Апрельское колдовство

The April Witch

Рэй Брэдбэри (Ray Bradbury)

Into the air, over the valleys, under the stars, above a river, a pond, a road, flew Cecy. Invisible as new spring winds, fresh as the breath of clover rising from twilight fields, she flew. She soared in doves as soft as white ermine, stopped in trees and lived in blossoms, showering away in petals when the breeze blew. She perched in a limegreen frog, cool as mint by a shining pool. She trotted in a brambly dog and barked to hear echoes from the sides of distant barns. She lived in new April grasses, in sweet clear liquids rising from the musky earth.

It's spring, thought Cecy. I'll be in every living thing in the world tonight.

Now she inhabited neat crickets on the tar-pool roads, now prickled in dew on an iron gate. Hers was an adapt-ably quick mind flowing unseen upon Illinois winds on this one evening of her life when she was just seventeen.

"I want to be in love," she said.

She had said it at supper. And her parents had widened their eyes and stiffened back in their chairs. "Patience," had been their advice. "Remember, you're remarkable. Our whole family is odd and remarkable. We can't mix or marry with ordinary folk. We'd lose our magical powers if we did.

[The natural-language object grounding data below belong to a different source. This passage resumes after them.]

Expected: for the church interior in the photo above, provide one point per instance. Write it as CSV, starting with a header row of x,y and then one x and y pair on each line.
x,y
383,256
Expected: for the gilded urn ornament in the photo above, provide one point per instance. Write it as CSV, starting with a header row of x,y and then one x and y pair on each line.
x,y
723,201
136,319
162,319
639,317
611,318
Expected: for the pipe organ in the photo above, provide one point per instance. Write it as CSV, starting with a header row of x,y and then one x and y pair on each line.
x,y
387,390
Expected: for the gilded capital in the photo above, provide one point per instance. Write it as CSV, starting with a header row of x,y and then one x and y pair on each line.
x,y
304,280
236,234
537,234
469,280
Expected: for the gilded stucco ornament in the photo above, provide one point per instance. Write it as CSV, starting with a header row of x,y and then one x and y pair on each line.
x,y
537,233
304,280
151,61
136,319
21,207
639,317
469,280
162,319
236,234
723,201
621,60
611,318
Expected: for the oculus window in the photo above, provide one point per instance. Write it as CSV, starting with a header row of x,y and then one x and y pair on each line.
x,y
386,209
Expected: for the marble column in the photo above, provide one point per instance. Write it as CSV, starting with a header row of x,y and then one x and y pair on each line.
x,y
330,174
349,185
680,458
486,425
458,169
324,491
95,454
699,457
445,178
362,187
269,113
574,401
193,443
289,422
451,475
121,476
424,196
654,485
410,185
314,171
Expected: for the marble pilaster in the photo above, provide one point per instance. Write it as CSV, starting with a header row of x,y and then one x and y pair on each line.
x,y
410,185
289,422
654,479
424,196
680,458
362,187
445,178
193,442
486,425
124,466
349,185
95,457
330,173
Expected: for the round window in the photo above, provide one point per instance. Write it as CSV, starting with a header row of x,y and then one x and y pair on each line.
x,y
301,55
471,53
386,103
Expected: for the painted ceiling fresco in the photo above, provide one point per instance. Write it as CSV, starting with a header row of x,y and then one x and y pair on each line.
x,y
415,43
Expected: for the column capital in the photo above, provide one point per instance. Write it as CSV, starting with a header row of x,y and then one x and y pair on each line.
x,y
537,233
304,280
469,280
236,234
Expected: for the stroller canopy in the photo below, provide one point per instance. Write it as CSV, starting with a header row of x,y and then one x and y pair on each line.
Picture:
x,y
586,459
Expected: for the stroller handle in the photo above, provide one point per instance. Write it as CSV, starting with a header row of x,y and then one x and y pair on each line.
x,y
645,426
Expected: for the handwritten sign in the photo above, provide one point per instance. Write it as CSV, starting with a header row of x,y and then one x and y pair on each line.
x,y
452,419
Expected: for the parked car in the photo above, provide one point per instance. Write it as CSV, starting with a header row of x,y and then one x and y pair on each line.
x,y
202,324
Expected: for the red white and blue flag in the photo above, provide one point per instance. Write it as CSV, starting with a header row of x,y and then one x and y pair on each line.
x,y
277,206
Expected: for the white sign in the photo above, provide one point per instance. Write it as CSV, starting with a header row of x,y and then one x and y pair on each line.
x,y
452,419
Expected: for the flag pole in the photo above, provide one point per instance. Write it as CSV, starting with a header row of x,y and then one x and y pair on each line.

You wouldn't want to lose your ability to 'travel' by magic, would you? Then be careful. Be careful!"

But in her high bedroom, Cecy had touched perfume to her throat and stretched out, trembling and apprehensive, on her four-poster, as a moon the colour of milk rose over Illinois country, turning rivers to cream and roads to platinum.

"Yes," she sighed. "I'm one of an odd family. We sleep days and fly nights like black kites on the wind. If we want, we can sleep in moles through the winter, in the warm earth. I can live in anything at all - a pebble, a crocus, or a praying mantis. I can leave my plain, bony body behind and send my mind far out for adventure. Now!"

The wind whipped her away over fields and meadows.

She saw the warm spring lights of cottages and farms glowing with twilight colours.

If I can't be in love, myself, because I'm plain and odd, then I'll be in love through someone else, she thought.

Outside a farmhouse in the spring night a dark-haired girl, no more than nineteen, drew up water from a deep stone well. She was singing.